Big banks could lose a sizable source of revenue, while exchange operators could stand to benefit from the burgeoning efforts to create a public, transparent marketplace for unregulated derivates.

The multitrillion dollar market for credit default swaps is facing intense scrutiny from legislators and regulators over its role in contributing to the current economic crisis. While Senate Agriculture Committee Chairman Tom Harkin (D., Iowa), has threatened to ban the products altogether, it is unclear how much support there would be for such a move. A less radical way of getting control over the market would involve moving trading to exchanges.

That would be a revenue killer for banks like Goldman Sachs ( GS), Morgan Stanley ( MS), JPMorgan Chase ( JPM), Deutsche Bank ( DB), Citigroup ( C), Bank of America ( BAC), UBS ( UBS) and Merrill Lynch ( MER), which are major dealers in this market. They benefit from the lack of price transparency, because it allows them to trade with parties that have less information.

On the other hand, it is a potential bonanza for the exchange industry -- especially IntercontinentalExchange ( ICE) and CME Group ( CME) -- which had been eyeing the CDS market long before it became a priority for Washington. The market is 10 times the size of the U.S. corporate bond market and 40% larger than the open interest on CME futures contracts, according to a recent Credit Suisse report.

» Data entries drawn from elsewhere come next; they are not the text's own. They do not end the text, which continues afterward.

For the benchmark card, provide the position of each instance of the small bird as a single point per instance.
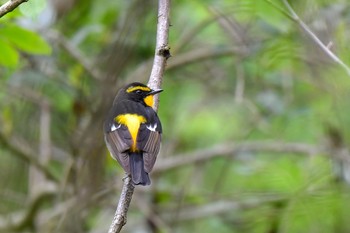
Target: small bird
(133, 131)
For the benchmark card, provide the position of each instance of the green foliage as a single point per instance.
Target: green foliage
(15, 39)
(241, 72)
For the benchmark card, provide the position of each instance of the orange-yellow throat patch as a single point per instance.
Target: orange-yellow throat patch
(149, 100)
(133, 122)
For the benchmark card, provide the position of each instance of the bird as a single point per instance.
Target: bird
(132, 131)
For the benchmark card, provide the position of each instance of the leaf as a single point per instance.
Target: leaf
(25, 40)
(9, 55)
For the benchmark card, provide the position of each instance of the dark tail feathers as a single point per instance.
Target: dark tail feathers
(137, 170)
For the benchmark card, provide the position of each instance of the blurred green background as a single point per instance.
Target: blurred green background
(256, 117)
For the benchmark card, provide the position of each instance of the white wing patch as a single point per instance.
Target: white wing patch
(152, 127)
(114, 128)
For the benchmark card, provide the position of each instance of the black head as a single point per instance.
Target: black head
(138, 92)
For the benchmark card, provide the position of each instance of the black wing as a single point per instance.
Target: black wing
(119, 141)
(148, 140)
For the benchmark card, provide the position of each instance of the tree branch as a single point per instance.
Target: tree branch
(10, 6)
(229, 149)
(162, 53)
(291, 14)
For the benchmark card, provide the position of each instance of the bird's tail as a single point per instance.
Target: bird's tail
(137, 170)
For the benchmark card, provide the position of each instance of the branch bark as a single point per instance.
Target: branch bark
(162, 53)
(10, 6)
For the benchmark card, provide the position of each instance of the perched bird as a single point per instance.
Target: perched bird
(133, 131)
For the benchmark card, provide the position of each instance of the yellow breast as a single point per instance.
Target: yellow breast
(132, 122)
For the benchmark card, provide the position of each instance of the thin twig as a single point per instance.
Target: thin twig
(162, 53)
(10, 6)
(230, 149)
(120, 215)
(294, 16)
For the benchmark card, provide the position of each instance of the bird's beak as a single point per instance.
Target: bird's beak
(153, 92)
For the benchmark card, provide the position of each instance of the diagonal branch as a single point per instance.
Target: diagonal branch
(9, 6)
(230, 149)
(162, 53)
(291, 14)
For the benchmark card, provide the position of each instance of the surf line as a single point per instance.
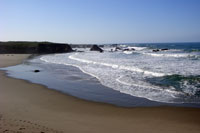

While several exchanges, including NYSE Euronext ( NYX) and Nasdaq OMX Group ( NDAQ), may eventually try to get into the game, CME Group and ICE are already off and running. They have partnered up with major market participants and are working with the Federal Reserve to establish central clearing facilities -- a critical back-office function that would provide many of the benefits of exchange trading, such as ensuring the financial soundness of the participants and preventing manipulation.